Lanyard Bracelets and Beaded Necklaces

Written By: Charlotte  Sherwood

When I see it piled here like this—and this is just a small sample of all of it—nostalgia catches my throat and I feel a huge reluctance to get rid of any of the lanyard and bead necklaces and bracelets Lucas made when he was a little boy even though I have already chosen the choice pieces to keep, including the button necklace, the bead crocodile and my favorite—the lanyard he made out of dune grass from just outside the sliding glass doors of his childhood home in Sagaponack.

When he was five or six he had a school assignment to describe the street where he lived. Lucas wrote “On my street there is an ocean and a cornfield”.

John, the son of the next door farmer offered him a penny for every Canadian goose he chased off that field. It was a very large field and Lucas took the assignment very seriously. He would set off—determination in action—flapping his arms like wings, his feet flying up behind him, charging down the furrows towards the huge flock of grazing geese that seemed more like a herd. When they looked up and noticed that they were outflanked in their thousands by one small boy, they’d stop their guzzling and rummaging with their beaks, and begin to take off in a huge untidy mass of flapping wings, big feet and cacophonous goose noise—a great splotchy cloud of them—fashioning themselves into the chosen direction. There was no instant elegant v-formation. Something  extraordinary in the crush of the crowd stopped each goose from crashing into the next one until they did align themselves and fly as one. Sometimes they’d circle round and go over the dune and settle on the ocean for a communal float or they’d fly further afield, their noise diminishing as they made spectacular v-shaped ribbons across yet another sky that might not otherwise have been noticed. The geese would return but not immediately. Lucas would walk the long walk back triumphant, the dune to his right, his little body getting bigger the closer he came in the dark brown furrows half his size. He’d have the demeanor of a champion goose chaser who had just saved the farmer many cents worth of newly sewn seed.
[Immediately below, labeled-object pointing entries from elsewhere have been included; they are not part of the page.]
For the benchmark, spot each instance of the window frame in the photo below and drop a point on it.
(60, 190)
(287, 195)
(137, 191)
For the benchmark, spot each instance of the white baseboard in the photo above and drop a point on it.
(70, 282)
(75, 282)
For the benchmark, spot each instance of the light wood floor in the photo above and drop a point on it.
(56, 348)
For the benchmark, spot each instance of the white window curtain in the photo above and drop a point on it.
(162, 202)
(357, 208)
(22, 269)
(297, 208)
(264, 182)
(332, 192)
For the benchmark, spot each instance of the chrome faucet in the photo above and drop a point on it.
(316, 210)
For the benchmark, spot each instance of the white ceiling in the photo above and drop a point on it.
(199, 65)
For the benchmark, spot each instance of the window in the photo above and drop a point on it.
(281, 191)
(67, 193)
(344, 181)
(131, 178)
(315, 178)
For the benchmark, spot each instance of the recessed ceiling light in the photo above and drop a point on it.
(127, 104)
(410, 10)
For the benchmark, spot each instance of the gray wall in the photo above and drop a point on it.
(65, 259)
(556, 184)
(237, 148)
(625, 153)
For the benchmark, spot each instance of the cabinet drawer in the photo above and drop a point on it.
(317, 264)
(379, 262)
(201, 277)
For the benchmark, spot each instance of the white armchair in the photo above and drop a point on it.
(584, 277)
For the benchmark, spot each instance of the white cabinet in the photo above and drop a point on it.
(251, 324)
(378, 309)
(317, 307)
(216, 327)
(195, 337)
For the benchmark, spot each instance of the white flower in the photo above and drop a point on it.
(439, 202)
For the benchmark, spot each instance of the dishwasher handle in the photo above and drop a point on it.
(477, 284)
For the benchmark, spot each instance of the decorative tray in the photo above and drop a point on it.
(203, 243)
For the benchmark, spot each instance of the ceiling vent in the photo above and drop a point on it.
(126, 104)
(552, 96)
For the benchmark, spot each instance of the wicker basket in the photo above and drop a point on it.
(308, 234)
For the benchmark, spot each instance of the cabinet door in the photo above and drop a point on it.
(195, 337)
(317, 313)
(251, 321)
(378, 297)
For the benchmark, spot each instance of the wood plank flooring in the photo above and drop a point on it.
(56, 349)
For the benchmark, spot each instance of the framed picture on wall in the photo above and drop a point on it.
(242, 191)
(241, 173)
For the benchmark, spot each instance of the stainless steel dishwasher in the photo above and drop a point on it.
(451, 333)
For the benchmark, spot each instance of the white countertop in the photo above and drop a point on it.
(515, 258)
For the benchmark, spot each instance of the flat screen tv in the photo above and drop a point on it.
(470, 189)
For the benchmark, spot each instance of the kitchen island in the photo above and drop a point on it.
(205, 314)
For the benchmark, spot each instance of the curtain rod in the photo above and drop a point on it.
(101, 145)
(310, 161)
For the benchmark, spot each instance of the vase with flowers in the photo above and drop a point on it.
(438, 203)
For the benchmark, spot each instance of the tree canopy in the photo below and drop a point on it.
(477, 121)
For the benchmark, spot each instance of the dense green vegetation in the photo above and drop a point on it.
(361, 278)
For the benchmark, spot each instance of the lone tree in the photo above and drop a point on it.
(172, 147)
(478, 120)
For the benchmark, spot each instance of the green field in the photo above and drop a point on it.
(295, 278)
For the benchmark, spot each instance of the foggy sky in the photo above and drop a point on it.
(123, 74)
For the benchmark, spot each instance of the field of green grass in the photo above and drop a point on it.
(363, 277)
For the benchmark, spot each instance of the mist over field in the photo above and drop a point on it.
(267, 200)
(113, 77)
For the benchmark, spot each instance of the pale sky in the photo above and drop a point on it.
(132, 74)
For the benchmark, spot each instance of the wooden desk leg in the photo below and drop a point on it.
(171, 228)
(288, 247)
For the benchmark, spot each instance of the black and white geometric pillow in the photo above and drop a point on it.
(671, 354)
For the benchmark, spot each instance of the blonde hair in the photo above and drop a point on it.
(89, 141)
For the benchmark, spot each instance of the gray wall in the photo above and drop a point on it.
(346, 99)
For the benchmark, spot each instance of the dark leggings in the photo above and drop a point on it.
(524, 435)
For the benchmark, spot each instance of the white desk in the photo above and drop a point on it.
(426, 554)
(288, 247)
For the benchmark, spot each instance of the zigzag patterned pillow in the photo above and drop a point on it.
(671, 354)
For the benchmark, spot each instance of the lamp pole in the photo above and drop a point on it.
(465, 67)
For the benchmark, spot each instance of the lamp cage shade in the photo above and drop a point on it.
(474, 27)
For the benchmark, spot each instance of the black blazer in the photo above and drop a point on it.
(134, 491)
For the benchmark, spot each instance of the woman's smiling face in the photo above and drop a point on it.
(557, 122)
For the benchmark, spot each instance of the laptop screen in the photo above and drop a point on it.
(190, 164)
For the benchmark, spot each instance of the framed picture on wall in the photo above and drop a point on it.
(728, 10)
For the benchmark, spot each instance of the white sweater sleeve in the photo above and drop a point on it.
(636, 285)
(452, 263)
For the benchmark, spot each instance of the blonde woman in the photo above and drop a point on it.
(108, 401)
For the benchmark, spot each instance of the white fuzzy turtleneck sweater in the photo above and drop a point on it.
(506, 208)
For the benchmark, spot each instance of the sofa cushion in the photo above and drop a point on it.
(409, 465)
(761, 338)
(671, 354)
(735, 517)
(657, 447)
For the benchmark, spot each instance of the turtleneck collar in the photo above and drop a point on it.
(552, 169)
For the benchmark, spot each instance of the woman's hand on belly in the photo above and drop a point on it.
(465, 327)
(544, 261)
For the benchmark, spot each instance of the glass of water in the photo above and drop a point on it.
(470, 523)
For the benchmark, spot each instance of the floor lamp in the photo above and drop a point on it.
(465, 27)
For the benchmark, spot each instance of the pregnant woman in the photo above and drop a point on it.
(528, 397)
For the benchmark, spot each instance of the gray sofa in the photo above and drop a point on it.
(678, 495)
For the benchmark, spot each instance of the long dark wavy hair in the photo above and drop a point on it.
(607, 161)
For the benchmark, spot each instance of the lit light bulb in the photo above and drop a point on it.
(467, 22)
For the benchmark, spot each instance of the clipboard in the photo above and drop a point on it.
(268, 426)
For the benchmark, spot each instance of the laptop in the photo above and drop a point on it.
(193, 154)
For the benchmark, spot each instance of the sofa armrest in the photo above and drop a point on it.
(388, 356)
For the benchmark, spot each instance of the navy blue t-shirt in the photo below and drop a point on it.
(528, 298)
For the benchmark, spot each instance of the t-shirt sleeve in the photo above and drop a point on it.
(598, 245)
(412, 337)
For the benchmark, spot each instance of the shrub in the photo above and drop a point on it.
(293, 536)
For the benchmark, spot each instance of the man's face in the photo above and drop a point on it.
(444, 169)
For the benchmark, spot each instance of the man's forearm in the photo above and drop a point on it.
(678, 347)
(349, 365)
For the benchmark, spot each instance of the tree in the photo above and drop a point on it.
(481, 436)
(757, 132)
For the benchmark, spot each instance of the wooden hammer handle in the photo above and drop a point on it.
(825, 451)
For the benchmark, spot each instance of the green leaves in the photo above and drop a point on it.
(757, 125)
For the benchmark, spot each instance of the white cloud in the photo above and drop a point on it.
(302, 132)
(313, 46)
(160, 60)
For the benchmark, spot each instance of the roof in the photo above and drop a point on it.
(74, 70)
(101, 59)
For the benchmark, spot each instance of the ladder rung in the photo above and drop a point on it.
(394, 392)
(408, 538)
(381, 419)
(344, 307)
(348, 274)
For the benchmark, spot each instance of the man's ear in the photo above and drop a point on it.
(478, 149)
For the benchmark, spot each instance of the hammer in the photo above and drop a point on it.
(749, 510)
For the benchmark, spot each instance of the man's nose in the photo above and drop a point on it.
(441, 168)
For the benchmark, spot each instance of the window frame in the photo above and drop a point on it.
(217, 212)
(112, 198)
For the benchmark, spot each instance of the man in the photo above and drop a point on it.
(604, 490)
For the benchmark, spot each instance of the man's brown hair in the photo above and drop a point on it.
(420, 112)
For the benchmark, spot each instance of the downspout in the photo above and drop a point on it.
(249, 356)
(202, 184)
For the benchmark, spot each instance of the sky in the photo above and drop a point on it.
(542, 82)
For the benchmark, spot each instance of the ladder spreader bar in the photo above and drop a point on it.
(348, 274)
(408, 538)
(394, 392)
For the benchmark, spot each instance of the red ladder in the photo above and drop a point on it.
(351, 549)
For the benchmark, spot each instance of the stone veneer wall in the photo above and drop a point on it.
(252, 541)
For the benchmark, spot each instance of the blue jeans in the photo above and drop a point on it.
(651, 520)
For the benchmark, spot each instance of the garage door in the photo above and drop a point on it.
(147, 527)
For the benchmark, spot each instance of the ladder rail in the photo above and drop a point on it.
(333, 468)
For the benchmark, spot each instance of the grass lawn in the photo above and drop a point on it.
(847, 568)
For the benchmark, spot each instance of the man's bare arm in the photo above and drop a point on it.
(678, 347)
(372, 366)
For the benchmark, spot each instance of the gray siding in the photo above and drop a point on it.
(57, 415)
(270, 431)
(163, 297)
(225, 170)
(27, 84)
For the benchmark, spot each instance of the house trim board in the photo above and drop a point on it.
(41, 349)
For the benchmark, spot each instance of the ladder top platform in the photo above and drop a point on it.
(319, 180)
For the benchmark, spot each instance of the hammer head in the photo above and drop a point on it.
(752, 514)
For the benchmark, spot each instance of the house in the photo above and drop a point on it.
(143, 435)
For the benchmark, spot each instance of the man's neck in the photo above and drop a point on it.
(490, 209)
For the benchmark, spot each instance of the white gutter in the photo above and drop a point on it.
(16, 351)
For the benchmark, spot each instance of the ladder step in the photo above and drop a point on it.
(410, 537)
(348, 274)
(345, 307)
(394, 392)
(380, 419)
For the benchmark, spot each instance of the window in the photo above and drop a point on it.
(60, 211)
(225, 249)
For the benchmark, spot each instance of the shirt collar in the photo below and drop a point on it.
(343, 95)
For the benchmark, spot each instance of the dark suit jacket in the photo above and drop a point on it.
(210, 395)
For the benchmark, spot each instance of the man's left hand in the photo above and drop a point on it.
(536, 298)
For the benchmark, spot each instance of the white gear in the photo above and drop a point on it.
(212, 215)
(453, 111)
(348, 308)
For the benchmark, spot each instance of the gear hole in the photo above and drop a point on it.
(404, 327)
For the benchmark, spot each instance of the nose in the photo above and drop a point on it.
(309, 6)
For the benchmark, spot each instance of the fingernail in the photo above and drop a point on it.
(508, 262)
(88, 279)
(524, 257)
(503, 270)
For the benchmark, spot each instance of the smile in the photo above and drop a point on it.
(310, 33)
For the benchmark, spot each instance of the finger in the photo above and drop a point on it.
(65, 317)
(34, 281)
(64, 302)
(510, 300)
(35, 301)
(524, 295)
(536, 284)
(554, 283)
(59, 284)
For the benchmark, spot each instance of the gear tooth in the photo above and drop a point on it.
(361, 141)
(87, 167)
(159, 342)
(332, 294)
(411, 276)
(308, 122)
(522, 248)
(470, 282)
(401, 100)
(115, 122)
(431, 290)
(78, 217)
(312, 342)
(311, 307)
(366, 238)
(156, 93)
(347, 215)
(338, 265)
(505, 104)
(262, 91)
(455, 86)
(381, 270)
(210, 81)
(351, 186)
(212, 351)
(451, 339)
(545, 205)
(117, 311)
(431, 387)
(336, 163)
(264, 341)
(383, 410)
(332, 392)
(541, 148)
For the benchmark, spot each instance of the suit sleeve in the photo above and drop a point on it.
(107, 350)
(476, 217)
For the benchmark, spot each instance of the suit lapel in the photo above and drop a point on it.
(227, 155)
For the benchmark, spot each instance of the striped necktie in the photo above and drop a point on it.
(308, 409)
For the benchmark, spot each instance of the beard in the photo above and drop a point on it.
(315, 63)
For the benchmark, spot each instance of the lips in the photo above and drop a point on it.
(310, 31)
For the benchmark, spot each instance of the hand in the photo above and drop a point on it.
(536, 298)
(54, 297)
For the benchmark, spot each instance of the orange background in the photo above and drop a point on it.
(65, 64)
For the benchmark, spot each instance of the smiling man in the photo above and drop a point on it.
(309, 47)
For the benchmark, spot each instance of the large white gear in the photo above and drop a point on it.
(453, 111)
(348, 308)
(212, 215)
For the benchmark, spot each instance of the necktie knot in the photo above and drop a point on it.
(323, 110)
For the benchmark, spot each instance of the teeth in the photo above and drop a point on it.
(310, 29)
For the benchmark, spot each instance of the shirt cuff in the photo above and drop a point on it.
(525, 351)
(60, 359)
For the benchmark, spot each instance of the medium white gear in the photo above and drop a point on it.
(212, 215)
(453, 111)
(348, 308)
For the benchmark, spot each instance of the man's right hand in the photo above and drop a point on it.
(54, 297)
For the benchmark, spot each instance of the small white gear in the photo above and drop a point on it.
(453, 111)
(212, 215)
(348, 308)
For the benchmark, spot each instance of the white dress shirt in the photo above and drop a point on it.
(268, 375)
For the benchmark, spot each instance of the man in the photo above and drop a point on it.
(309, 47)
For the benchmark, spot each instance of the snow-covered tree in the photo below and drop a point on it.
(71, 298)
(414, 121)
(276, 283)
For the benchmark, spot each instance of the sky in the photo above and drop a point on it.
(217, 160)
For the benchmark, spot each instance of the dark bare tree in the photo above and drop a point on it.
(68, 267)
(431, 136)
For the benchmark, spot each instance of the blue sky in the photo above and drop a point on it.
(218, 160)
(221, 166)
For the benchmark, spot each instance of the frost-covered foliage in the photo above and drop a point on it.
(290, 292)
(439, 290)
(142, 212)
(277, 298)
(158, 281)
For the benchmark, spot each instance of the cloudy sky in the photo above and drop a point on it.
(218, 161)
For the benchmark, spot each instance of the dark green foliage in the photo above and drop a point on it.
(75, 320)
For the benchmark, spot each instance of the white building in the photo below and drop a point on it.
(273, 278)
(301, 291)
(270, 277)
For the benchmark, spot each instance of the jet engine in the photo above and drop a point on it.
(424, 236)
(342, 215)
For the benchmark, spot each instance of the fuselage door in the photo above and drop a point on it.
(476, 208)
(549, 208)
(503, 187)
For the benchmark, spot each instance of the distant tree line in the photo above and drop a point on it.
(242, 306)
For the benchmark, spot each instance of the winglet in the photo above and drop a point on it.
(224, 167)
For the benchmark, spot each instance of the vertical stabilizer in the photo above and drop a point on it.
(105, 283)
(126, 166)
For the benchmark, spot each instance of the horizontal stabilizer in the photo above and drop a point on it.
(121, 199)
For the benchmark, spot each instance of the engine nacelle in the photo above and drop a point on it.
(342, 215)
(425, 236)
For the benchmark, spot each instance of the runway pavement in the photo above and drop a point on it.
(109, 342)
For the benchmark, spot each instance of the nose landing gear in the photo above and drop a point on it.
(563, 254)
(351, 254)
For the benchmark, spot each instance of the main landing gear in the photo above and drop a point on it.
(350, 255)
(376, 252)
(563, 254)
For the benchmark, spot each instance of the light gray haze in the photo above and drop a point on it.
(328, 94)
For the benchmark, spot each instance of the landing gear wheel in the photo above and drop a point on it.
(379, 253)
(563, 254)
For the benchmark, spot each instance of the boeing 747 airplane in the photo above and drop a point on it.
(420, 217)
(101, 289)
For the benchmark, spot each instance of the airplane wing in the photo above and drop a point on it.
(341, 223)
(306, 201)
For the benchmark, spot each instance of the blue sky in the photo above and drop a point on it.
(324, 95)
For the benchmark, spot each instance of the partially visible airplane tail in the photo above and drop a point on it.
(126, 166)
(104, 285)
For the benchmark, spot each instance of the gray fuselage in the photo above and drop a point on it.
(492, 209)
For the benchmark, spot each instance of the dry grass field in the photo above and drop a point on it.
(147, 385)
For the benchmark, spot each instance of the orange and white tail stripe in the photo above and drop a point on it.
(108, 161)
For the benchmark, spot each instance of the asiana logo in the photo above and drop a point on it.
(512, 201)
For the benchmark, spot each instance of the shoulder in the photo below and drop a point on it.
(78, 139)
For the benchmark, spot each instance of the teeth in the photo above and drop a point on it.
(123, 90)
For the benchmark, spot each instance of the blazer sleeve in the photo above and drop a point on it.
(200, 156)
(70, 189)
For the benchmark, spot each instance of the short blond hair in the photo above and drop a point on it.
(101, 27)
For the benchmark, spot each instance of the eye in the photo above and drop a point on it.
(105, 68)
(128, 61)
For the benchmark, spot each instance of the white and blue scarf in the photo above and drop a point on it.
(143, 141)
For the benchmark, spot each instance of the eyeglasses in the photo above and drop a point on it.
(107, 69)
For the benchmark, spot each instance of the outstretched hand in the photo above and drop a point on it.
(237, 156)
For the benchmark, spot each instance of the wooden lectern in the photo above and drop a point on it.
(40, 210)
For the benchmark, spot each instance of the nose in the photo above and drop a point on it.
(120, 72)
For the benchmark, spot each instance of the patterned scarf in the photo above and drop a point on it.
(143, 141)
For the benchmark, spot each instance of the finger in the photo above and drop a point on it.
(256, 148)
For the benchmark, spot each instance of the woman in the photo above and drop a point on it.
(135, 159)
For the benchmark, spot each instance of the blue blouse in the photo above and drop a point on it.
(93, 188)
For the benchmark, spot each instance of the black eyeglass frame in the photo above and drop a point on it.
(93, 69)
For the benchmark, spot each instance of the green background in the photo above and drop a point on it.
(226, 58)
I went down to Sagaponack today, just to look. On Lucas’ street the ocean remains but instead of the lazy road that went around the edge of the field to the small beach cottages nestling under the dune, the field has a road cut deep into it, a developer’s gash and Lucas’s childhood home has grown even bigger. Overhead I saw a wavy line of seven geese. It’s high summer. They’re supposed to be in Canada. Was their seasonal instinct messed up by pesticides like the Monarch butterflies we now so rarely see that used to visit the multicolored, paintbrush-like Portulaca on the deck at Sagaponack and lay their eggs on the milkweed? Perhaps the remaining geese were just wayward teenage males.

So finally I’m answering the question I so often asked myself back then “My darling Lucas, what on earth am I going to do with all this lanyard?” It’s a long time ago now—strings of moments when his whole being would be curled around the task of weaving strands of dune grass or plastic into patterned ribbons or his chubby left thumb and forefinger would hold a bead while his right hand would thread the string through it, every one of those above and many many more fingered by him before he’d come up from the beach or home from camp or just from his room in his childhood home in Sagaponack and say “I made this for you.”